Que changerait militairement la prise de cette vaste usine pour l'armée russe ?
La prise totale de ce site, et plus globalement de la ville de Marioupol, permettrait aux soldats russes de faire "la jonction complète entre le Donbass, où ils sont désormais massés, et la Crimée que le Kremlin a annexée en 2014", explique Carole Grimaud-Potter. Cet immense couloir serait alors "entièrement à leur avantage". "Cela leur permettrait de mieux se déplacer, d'apporter des équipements, des troupes entre la frontière russe à l'est et jusqu'à la ville de Kershon." La mer d'Azov, de fait, "deviendrait russe".

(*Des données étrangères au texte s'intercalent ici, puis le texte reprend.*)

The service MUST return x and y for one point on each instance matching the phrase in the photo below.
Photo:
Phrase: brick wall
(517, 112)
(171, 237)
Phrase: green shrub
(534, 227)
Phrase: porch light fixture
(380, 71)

Jeudi, le maître du Kremlin a aussi une nouvelle fois appelé les combattants ukrainiens à la reddition, en leur promettant qu'ils auraient "la vie sauve" et qu'ils seraient "traités avec dignité". Mais la proposition a été rejetée : "Nous nous battrons jusqu'à la dernière goutte de notre sang", a promis le commandant ukrainien.